Деревенский бунт - стр. 10
…Долго мы с Игорюхой, два кочетка, прыгали друг возле друга, по-боксёрски вертя руками, долго и настороженно похаживали на заиндевелом льду, косились побелевшими от злобы глазами. Но все не решались начать… сызмала возжались и на рыбалках с ночевой спали под одним тулупом, прижимаясь спинами для согрева… но и отступать было некуда: тесно сомкнувшись в круг, братва подначивала боевыми криками, взяв сторону моего врага:
– Дай ему, Игорюха, по соплям! Дай!.. Ишь, благородная отрыжка… – И так меня дразнили. – Возьми его на калган… бошкой, бошкой!.. Чтобы кровь из сопатки…
Нас нетерпеливо пихали в спину, азартно толкали друг на друга, потому что злоба наша пошла на убыль, и мы кружили кочетами, вроде приноравливаясь, с какой руки ловчее засветить плюху, а сказать по совести, вытягивая время, надеясь поладить миром. Мы похаживали со звериной вкрадчивостью, исподлобья косясь друг на друга, словно два бодучих телка… прорезались рога и больно чешутся… но мало отваги; и чем дольше и нерешительней мы топтались, тем меньше у меня оставалось обиды, потом она вдруг заслонилась жарко нахлынувшим тряским страхом, – маетно было ждать, когда гантимуровский острый, костистый кулак пулей врежется в моё лицо… а я уже не чуял в себе духа ударить и потому заполошно молил Бога, чтобы все обошлось без драки. Пусть бы обозвали трусом, лишь бы кануло висящее над головой мучительное и затяжное ожидание боли, похожей на смерть. Ждать всегда маетно – легче, когда вдруг, неожиданно, пусть из-за угла, пусть в спину, чтобы в горячке от мгновенной жаркой боли не успел перепугаться.

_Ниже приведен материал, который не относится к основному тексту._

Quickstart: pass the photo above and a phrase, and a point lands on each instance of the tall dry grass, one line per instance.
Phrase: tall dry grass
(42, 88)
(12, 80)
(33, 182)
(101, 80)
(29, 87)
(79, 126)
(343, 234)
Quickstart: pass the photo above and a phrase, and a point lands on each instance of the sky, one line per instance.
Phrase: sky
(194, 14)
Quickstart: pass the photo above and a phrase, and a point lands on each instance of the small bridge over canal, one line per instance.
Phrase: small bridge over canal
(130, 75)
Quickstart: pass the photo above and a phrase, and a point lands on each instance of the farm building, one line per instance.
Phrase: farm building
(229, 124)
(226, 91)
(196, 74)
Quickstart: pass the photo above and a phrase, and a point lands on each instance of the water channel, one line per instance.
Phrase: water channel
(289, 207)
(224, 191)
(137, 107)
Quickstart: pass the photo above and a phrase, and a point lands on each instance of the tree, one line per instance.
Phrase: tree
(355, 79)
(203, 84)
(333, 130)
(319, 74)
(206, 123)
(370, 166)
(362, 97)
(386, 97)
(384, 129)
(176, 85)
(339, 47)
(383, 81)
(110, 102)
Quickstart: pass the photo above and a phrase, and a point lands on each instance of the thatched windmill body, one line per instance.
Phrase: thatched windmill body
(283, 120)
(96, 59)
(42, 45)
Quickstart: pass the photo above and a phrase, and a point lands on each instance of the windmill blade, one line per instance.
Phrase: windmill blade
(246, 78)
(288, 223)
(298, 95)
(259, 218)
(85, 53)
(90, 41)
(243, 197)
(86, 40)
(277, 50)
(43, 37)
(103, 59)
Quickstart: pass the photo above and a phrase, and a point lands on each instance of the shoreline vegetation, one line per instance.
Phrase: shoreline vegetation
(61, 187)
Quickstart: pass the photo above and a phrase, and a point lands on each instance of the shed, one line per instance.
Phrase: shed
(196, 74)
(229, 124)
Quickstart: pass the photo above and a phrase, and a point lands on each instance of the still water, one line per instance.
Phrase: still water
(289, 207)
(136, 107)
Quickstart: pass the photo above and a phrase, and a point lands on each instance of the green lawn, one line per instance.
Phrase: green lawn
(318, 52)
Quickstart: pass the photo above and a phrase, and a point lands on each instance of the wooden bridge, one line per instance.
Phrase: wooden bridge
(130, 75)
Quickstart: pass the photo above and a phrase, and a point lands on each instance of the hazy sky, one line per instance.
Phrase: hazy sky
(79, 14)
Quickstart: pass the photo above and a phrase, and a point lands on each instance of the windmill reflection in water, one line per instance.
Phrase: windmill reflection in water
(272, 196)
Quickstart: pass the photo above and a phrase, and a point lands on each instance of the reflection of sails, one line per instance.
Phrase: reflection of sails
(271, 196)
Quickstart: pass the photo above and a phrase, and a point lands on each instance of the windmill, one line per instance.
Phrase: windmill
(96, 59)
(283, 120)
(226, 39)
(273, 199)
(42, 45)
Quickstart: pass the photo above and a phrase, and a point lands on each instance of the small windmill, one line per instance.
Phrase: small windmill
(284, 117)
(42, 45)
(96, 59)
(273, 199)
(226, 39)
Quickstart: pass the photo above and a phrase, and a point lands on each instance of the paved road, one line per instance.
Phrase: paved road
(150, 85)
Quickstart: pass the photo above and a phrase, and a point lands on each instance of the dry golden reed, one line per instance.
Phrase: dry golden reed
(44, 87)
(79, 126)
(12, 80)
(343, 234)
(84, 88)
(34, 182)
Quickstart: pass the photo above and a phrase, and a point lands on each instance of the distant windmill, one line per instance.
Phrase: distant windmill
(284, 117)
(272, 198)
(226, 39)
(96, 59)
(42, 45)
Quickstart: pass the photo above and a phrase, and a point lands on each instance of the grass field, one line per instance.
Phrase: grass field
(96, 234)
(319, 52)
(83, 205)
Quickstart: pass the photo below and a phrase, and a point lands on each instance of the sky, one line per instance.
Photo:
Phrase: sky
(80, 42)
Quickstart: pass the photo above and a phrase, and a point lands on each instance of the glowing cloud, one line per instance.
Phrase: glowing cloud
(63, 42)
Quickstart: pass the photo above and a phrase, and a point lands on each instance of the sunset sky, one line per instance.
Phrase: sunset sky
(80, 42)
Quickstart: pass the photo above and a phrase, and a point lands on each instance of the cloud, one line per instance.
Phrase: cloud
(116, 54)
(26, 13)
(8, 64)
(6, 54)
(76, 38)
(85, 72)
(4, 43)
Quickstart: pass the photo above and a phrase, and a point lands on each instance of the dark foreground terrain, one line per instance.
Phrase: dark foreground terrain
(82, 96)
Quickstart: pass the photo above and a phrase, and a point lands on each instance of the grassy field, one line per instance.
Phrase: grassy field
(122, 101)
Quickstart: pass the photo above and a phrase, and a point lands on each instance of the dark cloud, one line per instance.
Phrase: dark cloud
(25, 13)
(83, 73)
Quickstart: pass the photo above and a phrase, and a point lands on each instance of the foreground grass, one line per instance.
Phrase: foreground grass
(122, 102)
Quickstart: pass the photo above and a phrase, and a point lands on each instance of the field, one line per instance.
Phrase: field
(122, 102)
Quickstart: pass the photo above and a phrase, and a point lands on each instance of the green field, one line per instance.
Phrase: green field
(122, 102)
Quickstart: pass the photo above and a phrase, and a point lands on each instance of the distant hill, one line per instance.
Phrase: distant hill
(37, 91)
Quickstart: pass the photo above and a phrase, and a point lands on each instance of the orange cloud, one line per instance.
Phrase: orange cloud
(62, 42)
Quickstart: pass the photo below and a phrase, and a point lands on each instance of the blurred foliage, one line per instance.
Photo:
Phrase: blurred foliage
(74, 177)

Истомлённая ожиданием братва всё злее и злее пихала в спину, и наконец один из отбойных, терпение которого лопнуло, вдруг со всего маха смачно влепил мне в ухо, я с криком обернулся, и тут же от садкого удара померк свет в правом глазу, потом в левом, боль обожгла губы – это уже дружок отпотчевал… Выпучив глаза, ревущим смерчем обрушился я на Игорюху, сбил с ног и, придавив огрузлым телом, стал душить… Парнишка захрипел, побелевшие глаза закатились… Я ничего не помнил, кто-то пинал меня, кто-то отрывал от Игорюхи, и ревущая братва повалилась в кучу-малу… Бог весть, чем бы драка завершилась, но вдруг грозно и властно рыкнул лёд под нашими телами, вогнулся, с грохотом раздался, и мы, обеспамятев от ледяной воды и страха, вдруг очутились в озере, где и остыло моё ярое безумие. Мы, как щенята, брошенные суровым охотником, барахтались в полынье и, не чуя ногами тверди, заполошно цеплялись за кромки льда; а лёд ломался, крошился под мельтешащими руками, зимняя одёжа набухла водой, отяжелела, тянула ко дну… Богу ведомо, как я выбрался на крепкий лёд, и только Игорюха ещё отчаянно и бестолково колотился в полынье, с перепугу, ничего не видя вокруг себя. Я быстро очнулся от мимолётного страха – озера я боялся меньше, чем людей, с озером мы жили в ладу, а потому, вдруг припомнив картинку из «Родной речи», на брюхе подполз к полынье и протянул руку, за которую Игорюха поймался мёртвой хваткой. Невидящие, побелевшие глаза тонущего округлились, по краям обметались кровью, узкие губы стали ещё тоньше, змеистее, посинели и ходили ходуном, жадно хватая морозный воздух, а вокруг него в полынье билась и глотающе плескалась ледяная шуга. Почему Игоюха так перепугался, хотя с таким жарким блеском в глазах, яро брызгая слюной, ведал нам, ребятишкам, вычитанные приключения морских варнаков, а когда слова казались вялыми, бессильными, подпрыгивал и раскачивался, вроде метался по корабельной палубе, и со свистом пластал воздух кривой и невидимой саблей, будто не вычитал похождения пиратов, а пережил на своей шкуре.